Tour of Luther’s Germany: July 24
Sunday, July 24, 2022: Oberammergau
The village of Oberammergau is a friendly, artistic community featuring elaborately frescoed homes, world-class wood carvers, and an abundance of alpine activities—all framed by the majestic Alps. Oberammergau is best known for its live Passion Play, performed every ten years by its dedicated residents since the mid-17th century.
A bit of history
The history of the Oberammergau Passion Play dates back to the middle of the Thirty Years War. In 1633, after months of suffering from the Bubonic Plague, the people of Oberammergau made a vow that if God spared them from any further deaths, they would perform a dramatic portrayal of the suffering, death, and resurrection of Christ every ten years. Miraculously, not another inhabitant of the town died from the plague from that moment on, and all those already suffering recovered. True to their promise, the residents performed the “Play of the Suffering, Dying and Resurrection of Our Lord Jesus Christ” in 1634 and have continued the tradition nearly every ten years since.

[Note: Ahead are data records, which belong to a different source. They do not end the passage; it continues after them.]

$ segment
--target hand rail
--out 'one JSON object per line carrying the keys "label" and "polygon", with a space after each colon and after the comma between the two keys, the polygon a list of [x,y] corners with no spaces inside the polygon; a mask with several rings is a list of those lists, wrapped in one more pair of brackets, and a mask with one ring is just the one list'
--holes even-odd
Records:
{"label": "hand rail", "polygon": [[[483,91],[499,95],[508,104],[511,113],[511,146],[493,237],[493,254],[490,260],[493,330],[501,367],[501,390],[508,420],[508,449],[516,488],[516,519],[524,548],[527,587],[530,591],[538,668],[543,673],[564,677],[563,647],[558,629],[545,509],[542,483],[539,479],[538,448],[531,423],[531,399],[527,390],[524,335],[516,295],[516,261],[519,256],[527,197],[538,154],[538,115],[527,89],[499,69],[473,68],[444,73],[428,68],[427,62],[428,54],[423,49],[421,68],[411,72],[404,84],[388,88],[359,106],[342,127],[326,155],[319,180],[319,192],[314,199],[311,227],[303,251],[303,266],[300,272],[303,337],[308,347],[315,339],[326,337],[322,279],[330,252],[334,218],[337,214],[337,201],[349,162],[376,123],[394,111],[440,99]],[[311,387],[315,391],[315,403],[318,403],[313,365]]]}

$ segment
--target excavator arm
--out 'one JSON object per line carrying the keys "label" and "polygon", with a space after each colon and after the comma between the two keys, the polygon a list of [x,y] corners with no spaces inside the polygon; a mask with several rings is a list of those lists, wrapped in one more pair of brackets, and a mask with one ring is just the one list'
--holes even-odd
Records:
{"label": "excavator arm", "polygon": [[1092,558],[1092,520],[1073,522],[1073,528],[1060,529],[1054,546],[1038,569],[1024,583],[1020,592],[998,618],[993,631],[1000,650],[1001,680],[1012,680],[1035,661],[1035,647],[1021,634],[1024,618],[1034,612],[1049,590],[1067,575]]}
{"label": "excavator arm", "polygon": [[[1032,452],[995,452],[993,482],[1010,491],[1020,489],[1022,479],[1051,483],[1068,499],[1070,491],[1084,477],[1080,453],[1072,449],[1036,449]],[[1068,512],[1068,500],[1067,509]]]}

While it is clearly a powerful depiction of Christ’s death and resurrection, the Passion Play has not been without its own controversy. Using a largely unchanged text from 1860, Adolf Hitler extolled the Passion Play as “the parching strength of the home soil” to be “of significance for the Reich”. He also called Pilate the prototype of the Roman who is superior “in race and intelligence” and who seems “like a rock in the midst of the Jewish vermin and swarm.” After WWII, there was an outcry to re-write the Passion Play, with a petition led by American Jewish leaders including Arthur Miller and Leonard Bernstein. Unfortunately, the text of the play did not undergo significant reform until its 1990 production.

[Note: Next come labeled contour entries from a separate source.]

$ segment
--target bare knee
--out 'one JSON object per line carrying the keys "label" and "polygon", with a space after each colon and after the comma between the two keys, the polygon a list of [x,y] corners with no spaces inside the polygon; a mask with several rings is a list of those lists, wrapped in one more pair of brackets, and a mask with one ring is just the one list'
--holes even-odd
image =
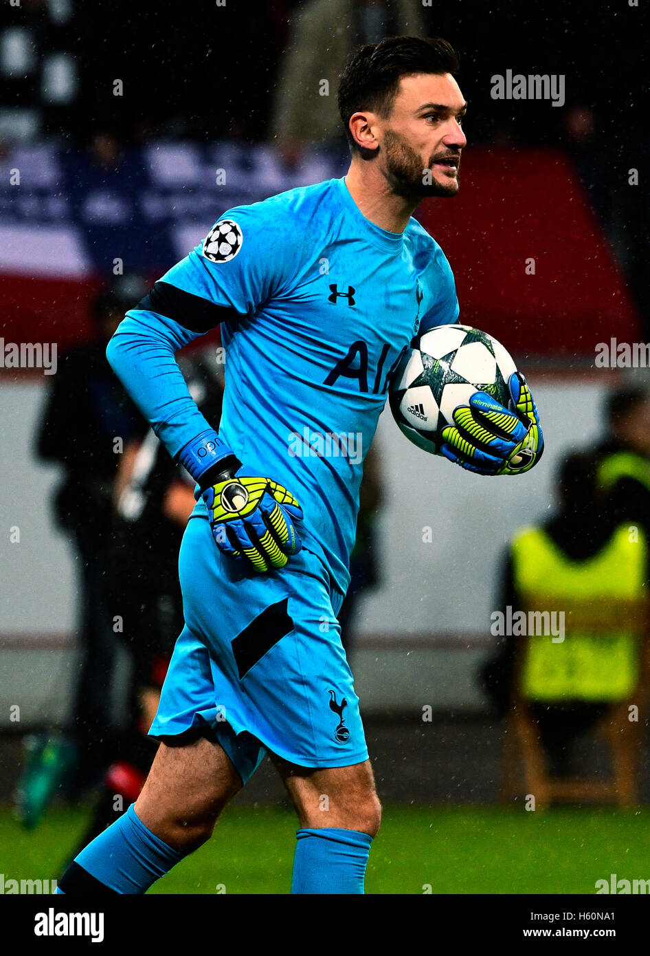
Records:
{"label": "bare knee", "polygon": [[369,761],[322,771],[281,767],[302,827],[356,830],[375,836],[382,807]]}
{"label": "bare knee", "polygon": [[197,850],[241,781],[223,750],[205,737],[189,744],[161,744],[136,802],[136,813],[153,834],[179,853]]}
{"label": "bare knee", "polygon": [[[137,805],[136,805],[136,812],[137,813]],[[198,850],[199,846],[210,839],[217,825],[217,819],[218,815],[193,817],[170,810],[157,817],[154,832],[157,836],[159,836],[173,849],[179,853],[188,854]]]}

The Passion Play is roughly 5 hours long, presented in two parts, one in the afternoon and one in the evening. It is a combination of spoken text, visual tableaus and choral music. Even though it is all in German, the images are easy to follow, and a beautiful portrayal of Christ’s love seen most clearly on the cross.
One aspect of the Passion Play is the power of music to proclaim the beauty of God’s creation, the power of Christ’s sacrifice and the comforting presence of the Holy Spirit. While chanting the Psalms was brought into the church by Bishop Gregory the Great in the late 500’s, it would be nearly 1,000 years later before congregation singing would be incorporated into worship – under the leadership of Martin Luther. Not only did he translate the sung portions of the Latin Mass into German, he personally wrote or commissioned numerous hymns, believing firmly that when good theology is set to music, if can permeate one’s heart more deeply. In the early days when there were no hymnals, the pastor would often sing the hymns line by line, which were repeated by the congregation (similar to the African-American Spirituals). Luther also believed that the style of worship music should match the vernacular, ie, he often set hymn texts to secular songs, quipping: “Why should the devil get all the good tunes?” As one who connect deeply with God through music, (particularly congregational song), we offer our thanks to Luther for this contribution.

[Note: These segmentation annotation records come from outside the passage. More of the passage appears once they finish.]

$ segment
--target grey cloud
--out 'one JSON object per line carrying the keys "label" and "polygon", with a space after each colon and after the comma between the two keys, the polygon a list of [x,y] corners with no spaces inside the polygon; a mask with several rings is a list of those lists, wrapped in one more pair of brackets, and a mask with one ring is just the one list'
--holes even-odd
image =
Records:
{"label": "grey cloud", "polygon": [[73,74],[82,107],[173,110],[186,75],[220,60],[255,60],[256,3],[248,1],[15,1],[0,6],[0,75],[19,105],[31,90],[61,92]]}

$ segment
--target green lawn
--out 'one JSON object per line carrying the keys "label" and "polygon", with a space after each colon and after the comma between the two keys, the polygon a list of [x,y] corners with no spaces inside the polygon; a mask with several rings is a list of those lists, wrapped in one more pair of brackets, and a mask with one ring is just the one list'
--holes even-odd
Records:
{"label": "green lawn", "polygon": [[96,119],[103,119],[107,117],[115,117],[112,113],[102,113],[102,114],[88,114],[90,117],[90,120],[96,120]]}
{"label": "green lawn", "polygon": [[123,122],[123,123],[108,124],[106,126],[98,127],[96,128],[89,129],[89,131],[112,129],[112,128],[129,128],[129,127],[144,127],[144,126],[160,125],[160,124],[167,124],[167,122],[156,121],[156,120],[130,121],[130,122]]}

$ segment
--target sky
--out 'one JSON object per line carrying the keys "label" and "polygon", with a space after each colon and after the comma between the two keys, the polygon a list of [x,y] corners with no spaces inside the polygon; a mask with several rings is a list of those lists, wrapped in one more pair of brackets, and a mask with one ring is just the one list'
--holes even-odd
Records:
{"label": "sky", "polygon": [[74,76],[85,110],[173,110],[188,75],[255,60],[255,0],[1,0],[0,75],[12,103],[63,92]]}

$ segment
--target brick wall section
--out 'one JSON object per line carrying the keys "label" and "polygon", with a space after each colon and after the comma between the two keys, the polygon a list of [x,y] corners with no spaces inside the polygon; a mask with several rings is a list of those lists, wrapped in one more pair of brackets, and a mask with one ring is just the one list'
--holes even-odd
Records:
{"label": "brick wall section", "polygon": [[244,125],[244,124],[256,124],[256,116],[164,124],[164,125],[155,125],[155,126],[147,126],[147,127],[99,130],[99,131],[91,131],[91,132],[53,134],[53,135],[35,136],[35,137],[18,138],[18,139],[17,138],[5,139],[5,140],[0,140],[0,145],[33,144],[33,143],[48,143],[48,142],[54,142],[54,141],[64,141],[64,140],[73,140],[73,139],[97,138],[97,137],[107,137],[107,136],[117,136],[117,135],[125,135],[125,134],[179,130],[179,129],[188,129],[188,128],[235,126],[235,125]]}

Reflection verses The Seven Last words of Christ
Father, forgive them; for they know not what they do.
Woman, behold your son! Behold your mother!
Truly I say to you, today you will be with me in paradise.
Eloi, Eloi, lama sabachthani? My God, my God, why have you forsaken me?
Father, into your hands I commend my spirit.
It is finished!
Hymn(s) of the Day O Sacred Head Now Wounded
Thine Is the Glory
A look ahead
Tomorrow, we travel to Munich for a day of touring and a farewell dinner.